Fig 3.8: Examples of back-averaged contralateral EEG. (A) Back-ave­raged EEG (black line) of left finger extensor of case 3 fails to disclose a cortical correlate, although the cu­mulant density estimate (grey line) shows a maximal positive deflection that follows EMG onset and exceeds the 95%-confidence limits (dotted grey lines). (B) Back-average and cumulant density estimate compared in case 3 (same as Fig 1). Note that positive deflections are symmetrical and therefore the temporal diffe­rence between EEG and EMG was ambiguous with these time domain measures. In contrast, phase spectra (Fig 1 d) in the same patient clearly showed that EEG lead EMG. (C) Back-average in case 1. The peak positive deflection is ambiguous, but the oscillatory nature of the back-averaged EEG can be seen at a fre­quency of 14 Hz. (D) Unambiguous back-average in case 2. The peak positive deflection in the EEG pre­cedes EMG onset in the right finger extensors by 23 ms. Note the oscilla­tory nature of the back-averaged EEG at a frequency of 22 Hz. In each case EMG is rectified and the same data were analysed to give the back-average and cumulant density estimate.

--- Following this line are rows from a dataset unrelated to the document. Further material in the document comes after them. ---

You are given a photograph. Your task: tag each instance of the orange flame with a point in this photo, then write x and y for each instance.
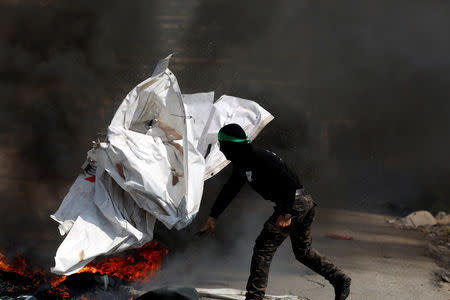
(131, 268)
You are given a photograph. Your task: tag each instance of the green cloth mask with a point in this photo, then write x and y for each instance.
(222, 137)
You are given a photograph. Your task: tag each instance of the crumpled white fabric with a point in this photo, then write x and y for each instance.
(165, 163)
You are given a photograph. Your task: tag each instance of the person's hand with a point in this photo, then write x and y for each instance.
(284, 221)
(210, 226)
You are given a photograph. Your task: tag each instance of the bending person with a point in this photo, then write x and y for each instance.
(293, 212)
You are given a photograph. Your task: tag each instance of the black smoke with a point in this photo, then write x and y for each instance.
(358, 89)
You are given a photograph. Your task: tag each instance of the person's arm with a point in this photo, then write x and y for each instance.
(228, 192)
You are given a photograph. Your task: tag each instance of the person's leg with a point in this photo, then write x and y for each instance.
(301, 244)
(270, 238)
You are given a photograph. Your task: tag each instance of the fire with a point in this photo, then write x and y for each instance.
(131, 268)
(18, 266)
(139, 266)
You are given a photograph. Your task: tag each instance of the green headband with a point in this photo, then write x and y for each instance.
(226, 138)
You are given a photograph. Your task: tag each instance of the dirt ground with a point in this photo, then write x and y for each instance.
(383, 262)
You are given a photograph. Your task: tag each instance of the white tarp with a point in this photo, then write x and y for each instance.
(166, 144)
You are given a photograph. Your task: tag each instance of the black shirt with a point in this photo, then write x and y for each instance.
(268, 175)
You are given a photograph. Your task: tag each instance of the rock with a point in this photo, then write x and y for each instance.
(442, 218)
(420, 218)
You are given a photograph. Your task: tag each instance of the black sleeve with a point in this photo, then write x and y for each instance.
(228, 192)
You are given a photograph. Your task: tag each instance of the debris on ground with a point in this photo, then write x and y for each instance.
(442, 278)
(339, 237)
(442, 218)
(420, 218)
(234, 294)
(436, 229)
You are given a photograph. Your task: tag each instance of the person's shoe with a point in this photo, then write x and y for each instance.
(342, 287)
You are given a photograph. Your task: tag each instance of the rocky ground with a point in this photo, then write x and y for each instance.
(385, 261)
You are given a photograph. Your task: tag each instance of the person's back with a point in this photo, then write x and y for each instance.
(293, 213)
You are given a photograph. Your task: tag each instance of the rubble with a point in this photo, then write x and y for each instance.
(442, 218)
(437, 230)
(420, 218)
(339, 237)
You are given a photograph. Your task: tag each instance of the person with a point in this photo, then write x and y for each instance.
(293, 212)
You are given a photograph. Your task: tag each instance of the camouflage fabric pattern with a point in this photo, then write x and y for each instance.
(271, 237)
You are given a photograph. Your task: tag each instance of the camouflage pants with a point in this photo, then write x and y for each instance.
(271, 237)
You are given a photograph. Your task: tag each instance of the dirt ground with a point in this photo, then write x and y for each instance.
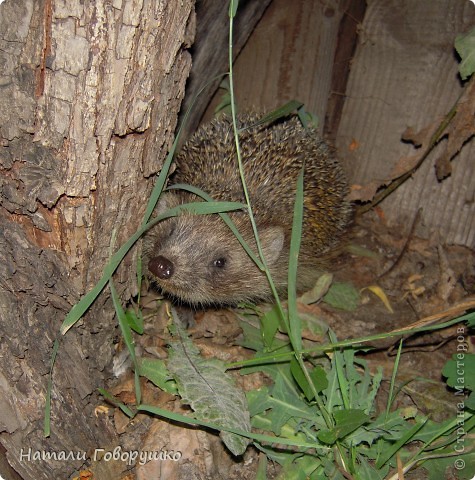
(420, 277)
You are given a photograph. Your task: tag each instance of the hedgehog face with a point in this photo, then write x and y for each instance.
(197, 259)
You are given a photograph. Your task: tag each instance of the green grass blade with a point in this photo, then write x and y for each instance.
(400, 443)
(127, 335)
(295, 324)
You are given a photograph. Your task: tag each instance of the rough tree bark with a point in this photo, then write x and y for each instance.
(89, 97)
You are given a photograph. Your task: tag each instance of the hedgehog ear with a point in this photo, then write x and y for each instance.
(272, 239)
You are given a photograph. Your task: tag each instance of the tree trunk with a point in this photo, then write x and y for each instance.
(90, 93)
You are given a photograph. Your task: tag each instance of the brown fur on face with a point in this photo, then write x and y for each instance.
(197, 259)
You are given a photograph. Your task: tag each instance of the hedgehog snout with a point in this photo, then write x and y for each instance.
(161, 267)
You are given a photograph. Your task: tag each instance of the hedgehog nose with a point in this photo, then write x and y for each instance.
(161, 267)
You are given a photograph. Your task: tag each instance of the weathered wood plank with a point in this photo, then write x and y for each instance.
(210, 50)
(404, 73)
(289, 56)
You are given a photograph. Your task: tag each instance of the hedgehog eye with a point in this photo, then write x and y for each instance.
(219, 262)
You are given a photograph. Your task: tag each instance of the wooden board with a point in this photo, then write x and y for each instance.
(289, 56)
(404, 73)
(210, 51)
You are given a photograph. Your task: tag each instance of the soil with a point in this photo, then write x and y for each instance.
(421, 278)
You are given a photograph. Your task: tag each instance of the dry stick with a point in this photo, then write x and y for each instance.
(404, 248)
(436, 137)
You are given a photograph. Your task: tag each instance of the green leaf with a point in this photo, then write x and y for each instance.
(346, 421)
(156, 371)
(465, 46)
(343, 296)
(210, 392)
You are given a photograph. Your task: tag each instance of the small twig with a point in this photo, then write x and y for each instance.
(436, 137)
(404, 248)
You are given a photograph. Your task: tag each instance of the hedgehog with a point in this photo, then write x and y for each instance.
(197, 260)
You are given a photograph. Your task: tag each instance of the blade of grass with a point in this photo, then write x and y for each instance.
(128, 337)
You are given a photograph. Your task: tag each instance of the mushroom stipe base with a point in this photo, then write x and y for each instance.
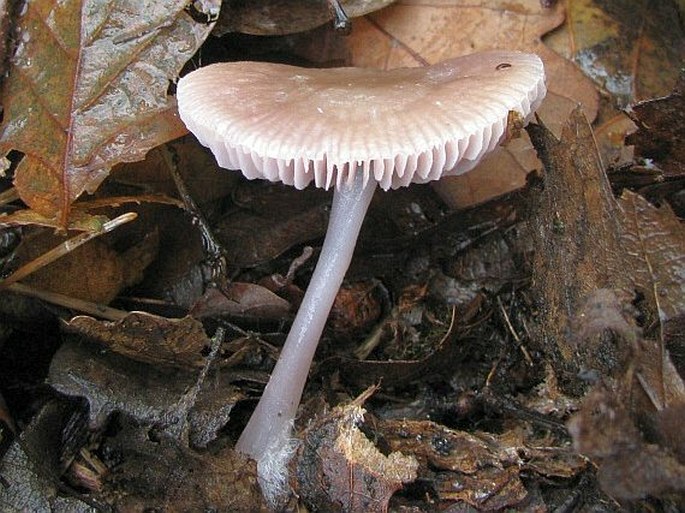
(268, 430)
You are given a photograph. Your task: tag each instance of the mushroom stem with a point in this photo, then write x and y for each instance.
(268, 430)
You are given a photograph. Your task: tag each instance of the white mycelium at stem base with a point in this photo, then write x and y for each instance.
(270, 424)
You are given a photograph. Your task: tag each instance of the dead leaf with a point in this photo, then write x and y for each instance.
(279, 17)
(147, 338)
(340, 470)
(154, 472)
(93, 271)
(576, 233)
(149, 394)
(654, 242)
(88, 89)
(622, 47)
(629, 468)
(246, 300)
(420, 32)
(482, 470)
(661, 130)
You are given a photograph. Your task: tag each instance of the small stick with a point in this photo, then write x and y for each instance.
(62, 249)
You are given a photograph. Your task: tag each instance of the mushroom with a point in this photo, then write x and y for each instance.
(352, 129)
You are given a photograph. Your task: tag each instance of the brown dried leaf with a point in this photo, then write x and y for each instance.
(576, 233)
(88, 89)
(623, 47)
(152, 395)
(629, 468)
(661, 130)
(147, 338)
(279, 17)
(481, 470)
(654, 242)
(587, 241)
(92, 272)
(239, 299)
(163, 475)
(340, 470)
(420, 32)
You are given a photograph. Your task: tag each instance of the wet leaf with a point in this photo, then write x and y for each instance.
(629, 467)
(155, 472)
(340, 470)
(245, 300)
(624, 47)
(147, 338)
(420, 32)
(661, 130)
(654, 242)
(278, 17)
(481, 470)
(149, 394)
(88, 89)
(586, 240)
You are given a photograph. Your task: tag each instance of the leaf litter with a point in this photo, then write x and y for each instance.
(457, 336)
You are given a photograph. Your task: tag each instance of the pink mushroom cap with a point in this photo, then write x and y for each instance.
(409, 125)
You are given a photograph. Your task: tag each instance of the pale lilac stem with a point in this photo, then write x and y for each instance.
(270, 424)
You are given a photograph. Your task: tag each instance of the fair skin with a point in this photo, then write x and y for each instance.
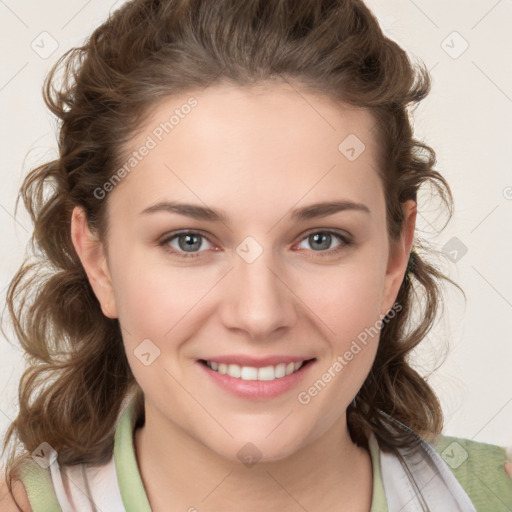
(184, 454)
(257, 155)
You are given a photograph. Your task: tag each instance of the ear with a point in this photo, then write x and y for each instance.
(399, 252)
(91, 252)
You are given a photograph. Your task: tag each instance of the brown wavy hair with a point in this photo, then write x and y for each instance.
(73, 390)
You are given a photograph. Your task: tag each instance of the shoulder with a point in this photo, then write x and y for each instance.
(34, 491)
(480, 469)
(18, 499)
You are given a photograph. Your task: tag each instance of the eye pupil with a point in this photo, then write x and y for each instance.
(322, 238)
(190, 243)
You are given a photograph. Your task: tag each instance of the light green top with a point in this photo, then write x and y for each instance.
(482, 474)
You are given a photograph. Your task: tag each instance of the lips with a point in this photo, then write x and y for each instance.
(269, 372)
(259, 380)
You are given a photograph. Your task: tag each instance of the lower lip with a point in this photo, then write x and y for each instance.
(257, 389)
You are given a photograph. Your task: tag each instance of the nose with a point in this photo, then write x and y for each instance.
(257, 299)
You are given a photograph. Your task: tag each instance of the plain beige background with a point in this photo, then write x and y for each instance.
(467, 119)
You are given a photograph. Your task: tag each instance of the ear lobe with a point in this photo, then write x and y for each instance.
(91, 252)
(398, 258)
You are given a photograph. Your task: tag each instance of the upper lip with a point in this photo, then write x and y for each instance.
(256, 362)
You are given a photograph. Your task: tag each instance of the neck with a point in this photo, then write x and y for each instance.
(331, 473)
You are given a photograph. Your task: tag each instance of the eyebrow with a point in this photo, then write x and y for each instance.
(311, 211)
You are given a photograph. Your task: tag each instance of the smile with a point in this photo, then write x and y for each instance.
(252, 373)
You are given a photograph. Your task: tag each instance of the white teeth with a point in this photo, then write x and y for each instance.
(251, 373)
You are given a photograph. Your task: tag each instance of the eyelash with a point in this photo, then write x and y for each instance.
(346, 241)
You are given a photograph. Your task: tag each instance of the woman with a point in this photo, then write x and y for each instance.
(231, 230)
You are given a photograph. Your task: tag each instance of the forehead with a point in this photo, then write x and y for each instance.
(253, 149)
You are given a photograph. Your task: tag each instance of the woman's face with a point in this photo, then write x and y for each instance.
(263, 278)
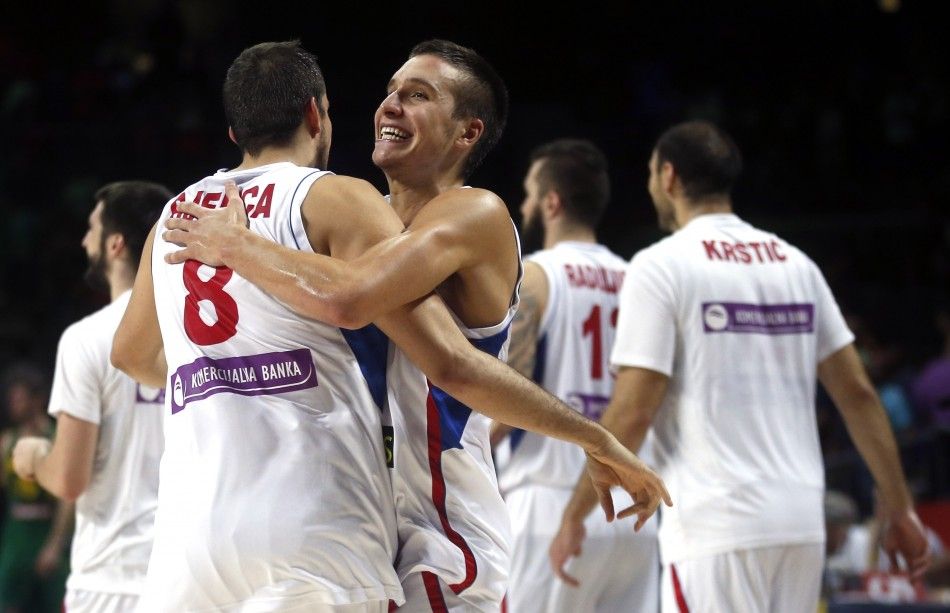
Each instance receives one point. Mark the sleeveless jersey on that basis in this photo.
(574, 340)
(115, 515)
(274, 491)
(451, 517)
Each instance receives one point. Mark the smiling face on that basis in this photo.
(415, 127)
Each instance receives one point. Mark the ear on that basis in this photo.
(551, 205)
(115, 244)
(472, 131)
(668, 177)
(313, 117)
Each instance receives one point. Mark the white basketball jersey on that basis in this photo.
(115, 515)
(452, 519)
(739, 320)
(572, 358)
(274, 490)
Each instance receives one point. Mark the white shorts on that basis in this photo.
(778, 579)
(426, 592)
(618, 569)
(84, 601)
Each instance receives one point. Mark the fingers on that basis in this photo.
(190, 208)
(178, 257)
(175, 223)
(606, 500)
(237, 211)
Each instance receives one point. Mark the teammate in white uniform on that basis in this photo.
(108, 439)
(562, 337)
(722, 328)
(287, 504)
(445, 109)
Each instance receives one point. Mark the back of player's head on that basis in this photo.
(131, 208)
(577, 170)
(266, 93)
(705, 158)
(481, 95)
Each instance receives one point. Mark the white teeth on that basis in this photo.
(391, 133)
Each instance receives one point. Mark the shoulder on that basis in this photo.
(341, 187)
(470, 201)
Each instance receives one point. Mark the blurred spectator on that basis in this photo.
(35, 528)
(931, 388)
(854, 551)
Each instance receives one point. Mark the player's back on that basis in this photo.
(736, 438)
(452, 519)
(115, 514)
(274, 490)
(575, 335)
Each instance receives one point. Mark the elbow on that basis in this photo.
(453, 372)
(68, 487)
(344, 308)
(121, 357)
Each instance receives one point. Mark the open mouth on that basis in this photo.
(390, 133)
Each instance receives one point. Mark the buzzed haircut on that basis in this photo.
(577, 170)
(266, 92)
(482, 95)
(705, 158)
(131, 208)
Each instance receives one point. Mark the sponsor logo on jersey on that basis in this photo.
(758, 318)
(253, 375)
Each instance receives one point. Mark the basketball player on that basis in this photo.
(562, 337)
(108, 440)
(294, 407)
(444, 110)
(722, 328)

[page 42↓]The frequency of back-averaged cortical correlates was around 16 Hz, while the peak frequency upon frequency analysis was about 14 Hz. However, there were no statistically significant difference between the peak frequency derived from back-averages and that de­rived from coherence spectra in those patients in whom both estimates were available. When areas under the curve were considered sensitivity for EMG-EMG coherence was greater than for EEG-EMG coherence (table 3.2) with a specificity which was better than values for sensitivity.

A single positive-negative EEG correlate exceeded others in peak-to-peak amplitude in a given series by > 10% in 31 to 56 % of muscles examined. Accordingly, we were only able to measure unambiguous time differences between EEG correlates and EMG onset in these patients. Examples of uninformative/negative (3.8A), ambiguous (3.8B and C)and unambiguous (3.8D) back-averages are illustrated in Fig. 3.8. Temporal differences mea­sured from unambiguous back-averages are summarised in Fig. 3.9.EEG lead EMG in the intrinsic hand muscles in all but one case. In contrast, EEG could lead or lag EMG in the forearm extensors. EEG’s lead or lag over EMG was always the same in direction in those muscles where temporal delays could be calculated from back-averages and frequency ana­lysis, suggesting that variability was physiological rather than technique dependent.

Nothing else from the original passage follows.